Ein Heer von Hämmlingen mit Schwertern und mit Stangen,
Von dem sie ringsum sich umfangen
Und plötzlich überwältigt sahn,
Erinnert sie nur gar zu bald daran.
Es fiel den Rittern hart, sich wehrlos zu ergeben:
Doch, unbewehrt und übermannt,
Was gibt der Mensch nicht um sein Leben?
Das gute Herz der Fürstin war bekannt:
»Sie wird des Mitgefühls sich nicht enthalten können
Und, wenn sie Alles ihr gestehn,
Gerührt von ihrer Noth, erweicht von ihrem Flehn,
Sie nicht zum zweiten Male trennen!«
Es läge nur an uns, wie jeder Leser sieht,
So möchten sie sich sehr betrogen haben können,
Allein wir haben selbst ein zärtliches Gemüth
Und mögen gern (wer will, kann unsrer Schwachheit lachen!)
Die Leute, wenigstens in Versen, glücklich machen.
In Prosa, freilich, geht's so leicht nicht immer an!
Die Fürstin also that, was die verliebten Seelen
Zu ihrer Güte sich versahn,
Und that noch mehr. Sie ließ, was jedes zum Roman
Von Anfang beigesteurt, gelitten und gethan,
Sich Alles haarklein vorerzählen
Und hatte große Freude dran.
Sie will sogar, es soll bis auf die Nachwelt bleiben,
Und ließ es in ein Buch mit goldnen Lettern schreiben,
Das man auf diesen Tag im Schatz zu Ispahan
(Setzt unser Mönch hinzu) vielleicht noch sehen kann.
»Das Schicksal, spricht die Frau, indem es Zoraiden
Zu eurem Richter macht, hat euer Glück entschieden;
Das Wie? soll meine Sorge seyn.
Von Stund' an bis zum Abschiedsfeste
Betrachtet euch als meine Gäste.«
Ein Jeder bildet leicht sich ein,
Welch eine freudentrunkne Scene
Auf dieses Wort erfolgt, wie Alles glücklich ist,
Sich ihr zu Füßen wirft, ihr Rock und Hand zerküßt,
Und, statt des Danks, nur abgebrochne Töne
Ihr stammeln kann. Es war recht schön zu sehn,
Und selbst der Königin trat eine Freudenthräne
Dabei ins Aug' und macht es doppelt schön.

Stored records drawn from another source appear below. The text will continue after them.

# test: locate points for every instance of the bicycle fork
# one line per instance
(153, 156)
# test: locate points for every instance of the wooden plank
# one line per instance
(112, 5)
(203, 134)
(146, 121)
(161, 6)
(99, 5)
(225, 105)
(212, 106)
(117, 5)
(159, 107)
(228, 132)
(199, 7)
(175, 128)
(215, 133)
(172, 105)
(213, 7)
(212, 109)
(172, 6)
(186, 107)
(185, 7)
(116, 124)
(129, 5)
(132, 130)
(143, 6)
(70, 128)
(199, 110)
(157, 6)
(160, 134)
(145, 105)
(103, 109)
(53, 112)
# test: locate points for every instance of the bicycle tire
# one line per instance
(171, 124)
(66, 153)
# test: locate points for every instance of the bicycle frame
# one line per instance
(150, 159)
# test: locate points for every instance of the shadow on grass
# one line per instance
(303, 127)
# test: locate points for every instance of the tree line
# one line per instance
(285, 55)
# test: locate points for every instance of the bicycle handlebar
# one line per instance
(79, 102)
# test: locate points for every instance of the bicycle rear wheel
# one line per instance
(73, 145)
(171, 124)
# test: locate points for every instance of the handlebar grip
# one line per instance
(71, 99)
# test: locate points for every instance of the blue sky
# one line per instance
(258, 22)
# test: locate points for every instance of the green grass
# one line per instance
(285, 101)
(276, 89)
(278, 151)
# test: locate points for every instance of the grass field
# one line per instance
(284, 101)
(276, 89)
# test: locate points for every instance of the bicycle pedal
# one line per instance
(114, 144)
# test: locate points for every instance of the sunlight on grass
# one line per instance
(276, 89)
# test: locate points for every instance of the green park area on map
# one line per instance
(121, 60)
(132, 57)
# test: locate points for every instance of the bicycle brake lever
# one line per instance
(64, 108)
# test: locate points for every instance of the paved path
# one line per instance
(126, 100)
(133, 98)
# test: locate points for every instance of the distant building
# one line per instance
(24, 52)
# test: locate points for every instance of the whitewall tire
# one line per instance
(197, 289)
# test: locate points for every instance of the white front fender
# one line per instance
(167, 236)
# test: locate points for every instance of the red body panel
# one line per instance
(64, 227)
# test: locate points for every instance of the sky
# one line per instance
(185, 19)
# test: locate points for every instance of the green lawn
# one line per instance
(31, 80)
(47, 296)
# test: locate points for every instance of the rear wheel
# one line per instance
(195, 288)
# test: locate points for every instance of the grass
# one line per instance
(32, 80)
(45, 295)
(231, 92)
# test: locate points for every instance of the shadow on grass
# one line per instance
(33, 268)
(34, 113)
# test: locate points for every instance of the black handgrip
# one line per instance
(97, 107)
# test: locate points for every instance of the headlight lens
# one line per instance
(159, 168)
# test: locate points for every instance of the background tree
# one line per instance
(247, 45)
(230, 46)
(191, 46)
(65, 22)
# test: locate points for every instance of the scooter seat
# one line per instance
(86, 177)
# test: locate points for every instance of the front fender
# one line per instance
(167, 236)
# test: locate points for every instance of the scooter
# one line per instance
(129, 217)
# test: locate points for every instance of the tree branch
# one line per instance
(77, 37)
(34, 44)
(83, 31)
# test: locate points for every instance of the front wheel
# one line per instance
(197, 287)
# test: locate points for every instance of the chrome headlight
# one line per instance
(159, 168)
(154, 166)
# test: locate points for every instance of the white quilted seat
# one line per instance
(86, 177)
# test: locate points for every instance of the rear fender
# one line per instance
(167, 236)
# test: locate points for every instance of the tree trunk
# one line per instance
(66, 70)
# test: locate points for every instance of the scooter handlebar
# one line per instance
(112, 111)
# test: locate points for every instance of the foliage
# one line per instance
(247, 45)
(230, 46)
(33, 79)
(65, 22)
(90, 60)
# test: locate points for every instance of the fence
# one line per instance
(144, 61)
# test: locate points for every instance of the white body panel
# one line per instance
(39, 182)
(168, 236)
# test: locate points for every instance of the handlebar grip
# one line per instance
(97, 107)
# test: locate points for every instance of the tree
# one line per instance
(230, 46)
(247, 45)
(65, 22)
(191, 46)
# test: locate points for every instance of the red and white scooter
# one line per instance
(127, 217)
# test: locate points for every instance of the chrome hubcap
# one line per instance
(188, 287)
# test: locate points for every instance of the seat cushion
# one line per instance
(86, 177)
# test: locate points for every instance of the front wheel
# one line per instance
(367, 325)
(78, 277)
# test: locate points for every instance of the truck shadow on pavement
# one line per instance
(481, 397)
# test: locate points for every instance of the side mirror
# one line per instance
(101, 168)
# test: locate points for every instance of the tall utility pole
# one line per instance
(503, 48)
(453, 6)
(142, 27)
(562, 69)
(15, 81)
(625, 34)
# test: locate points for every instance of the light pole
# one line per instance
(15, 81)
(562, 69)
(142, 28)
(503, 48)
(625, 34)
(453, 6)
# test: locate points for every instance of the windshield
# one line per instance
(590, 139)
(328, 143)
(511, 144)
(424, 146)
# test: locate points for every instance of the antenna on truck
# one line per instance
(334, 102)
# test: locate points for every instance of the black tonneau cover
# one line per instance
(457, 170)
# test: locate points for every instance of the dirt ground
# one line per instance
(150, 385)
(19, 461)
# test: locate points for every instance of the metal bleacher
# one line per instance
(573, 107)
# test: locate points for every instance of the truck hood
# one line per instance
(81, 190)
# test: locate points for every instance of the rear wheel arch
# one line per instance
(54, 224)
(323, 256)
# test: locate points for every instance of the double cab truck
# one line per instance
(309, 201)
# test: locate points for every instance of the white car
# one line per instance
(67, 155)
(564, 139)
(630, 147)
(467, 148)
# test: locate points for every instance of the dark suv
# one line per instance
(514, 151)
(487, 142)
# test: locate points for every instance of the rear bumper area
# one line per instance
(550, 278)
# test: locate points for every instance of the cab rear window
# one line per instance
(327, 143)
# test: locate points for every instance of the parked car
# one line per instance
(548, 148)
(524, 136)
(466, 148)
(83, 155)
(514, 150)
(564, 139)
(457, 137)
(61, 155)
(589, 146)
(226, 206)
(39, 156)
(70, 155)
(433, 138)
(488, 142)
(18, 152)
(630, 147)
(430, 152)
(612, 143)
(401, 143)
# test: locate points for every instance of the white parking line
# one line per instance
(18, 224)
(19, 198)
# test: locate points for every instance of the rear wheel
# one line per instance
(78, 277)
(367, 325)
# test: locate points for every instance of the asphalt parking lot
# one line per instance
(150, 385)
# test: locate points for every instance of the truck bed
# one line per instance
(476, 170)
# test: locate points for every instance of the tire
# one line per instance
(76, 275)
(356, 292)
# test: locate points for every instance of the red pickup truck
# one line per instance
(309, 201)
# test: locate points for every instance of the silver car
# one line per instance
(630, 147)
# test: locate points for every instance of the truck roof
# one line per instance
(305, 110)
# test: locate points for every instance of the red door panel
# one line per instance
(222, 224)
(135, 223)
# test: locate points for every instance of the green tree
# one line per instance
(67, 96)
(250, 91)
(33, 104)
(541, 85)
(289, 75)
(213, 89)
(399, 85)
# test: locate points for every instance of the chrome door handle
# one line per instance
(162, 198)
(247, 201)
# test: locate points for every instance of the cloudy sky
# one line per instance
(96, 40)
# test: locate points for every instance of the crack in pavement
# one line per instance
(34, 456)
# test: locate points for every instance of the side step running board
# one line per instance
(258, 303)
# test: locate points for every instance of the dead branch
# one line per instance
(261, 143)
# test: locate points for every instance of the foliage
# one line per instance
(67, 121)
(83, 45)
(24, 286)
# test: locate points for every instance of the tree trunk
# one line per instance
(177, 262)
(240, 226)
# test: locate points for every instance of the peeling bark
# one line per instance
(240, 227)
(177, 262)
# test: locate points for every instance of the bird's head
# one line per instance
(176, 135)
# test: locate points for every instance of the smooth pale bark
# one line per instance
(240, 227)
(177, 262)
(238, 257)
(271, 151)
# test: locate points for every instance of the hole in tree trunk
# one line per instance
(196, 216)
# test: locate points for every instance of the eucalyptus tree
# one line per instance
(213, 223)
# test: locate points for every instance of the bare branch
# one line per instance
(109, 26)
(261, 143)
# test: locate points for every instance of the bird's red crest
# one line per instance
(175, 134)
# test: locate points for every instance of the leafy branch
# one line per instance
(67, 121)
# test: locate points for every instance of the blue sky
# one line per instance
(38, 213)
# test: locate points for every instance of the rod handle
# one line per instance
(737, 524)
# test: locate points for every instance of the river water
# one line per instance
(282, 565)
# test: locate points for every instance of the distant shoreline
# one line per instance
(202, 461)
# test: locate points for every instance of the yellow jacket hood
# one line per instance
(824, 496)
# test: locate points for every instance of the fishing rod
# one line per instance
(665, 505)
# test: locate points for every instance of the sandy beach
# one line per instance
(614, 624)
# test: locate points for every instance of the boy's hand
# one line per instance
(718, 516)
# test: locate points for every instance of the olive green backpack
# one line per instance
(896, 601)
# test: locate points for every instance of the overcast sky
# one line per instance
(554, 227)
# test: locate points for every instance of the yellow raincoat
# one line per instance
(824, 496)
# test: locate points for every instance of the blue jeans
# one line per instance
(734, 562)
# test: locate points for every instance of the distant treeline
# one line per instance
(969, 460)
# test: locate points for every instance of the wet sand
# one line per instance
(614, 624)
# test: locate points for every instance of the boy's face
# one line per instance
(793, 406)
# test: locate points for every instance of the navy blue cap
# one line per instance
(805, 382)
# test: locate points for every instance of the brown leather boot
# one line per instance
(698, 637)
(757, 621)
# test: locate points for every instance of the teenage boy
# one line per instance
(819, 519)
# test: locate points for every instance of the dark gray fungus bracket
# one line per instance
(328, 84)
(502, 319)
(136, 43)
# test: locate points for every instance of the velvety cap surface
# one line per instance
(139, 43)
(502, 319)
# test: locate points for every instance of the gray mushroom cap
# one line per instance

Nun (um euch nicht mit warmen oder kalten
Abschildrungen von Dingen aufzuhalten,
Die immer sich von selbst verstehn)
Nehmt, wenn ihr wollt, das Alles sey geschehn.
Denkt euch die Glücklichen, zur Reise wohl versehn
Und mehr als königlich beschenkt von Zoraiden,
Wie im Triumph zu Schiffe gehn.
Schon fliegen sie im Reich der Nereiden
Lepanto zu, wohin vorerst ihr Lauf
Gerichtet ist. Ihr setzt die Stängen auf,
Und (ungeduldiger, als sie es selber waren,
Sie angelangt zu sehn) laßt ihr mit gutem Wind
Bei Negropont sie schon vorüber fahren.
Doch, wenn ihr glaubt, daß wir am Ende sind,
So habt ihr falsch gerechnet, liebe Leute.
Ihr seht die schwarze Wolke nicht,
Die, leider! dort sich an der Nordwestseite
Des Horizontes zeigt und wenig Trost verspricht!
Der wackre Sacristan, dem wir, bekannter Dingen,
Verpflichtet sind, dieß Alles nachzusingen,
Ist überzeugt, der Sturm, der uns bedräut,
Sey (ohne Widerspruch) Asmodi's Werk gewesen.
Er hatte, spricht er, schon so manche Fährlichkeit
Auf unsre Liebenden gehäuft und sie zum Bösen
So vielmal schon versucht, daß beides (wie er nun
Besorgen muß) umsonst gethan zu haben
Ihn wüthend macht. Er will nicht eher ruhn,
(Und schwört's beim großen feur'gen Raben,
Auf dem Beelzebub zu Sanct Walpurgis Nacht
Zum Blocksberg fliegt) bis er's dahin gebracht,
Sie alle, sammt dem Schiff', im Abgrund zu begraben!
Der Sturm, der jetzt auf einmal sich erhob,
War seines Meisters werth, sagt unser Mönch. Der Teufel
(Gott schirm' uns!) konnt' allein so grob
Zu Werke gehn, daran ist gar kein Zweifel.
Die Heiden selbst entsetzten sich darob,
Die doch so manchen Sturm gesehen;
Er wüthete, als sey die ganze Hölle los,
Und Alles glaubt, die Welt wird untergehen.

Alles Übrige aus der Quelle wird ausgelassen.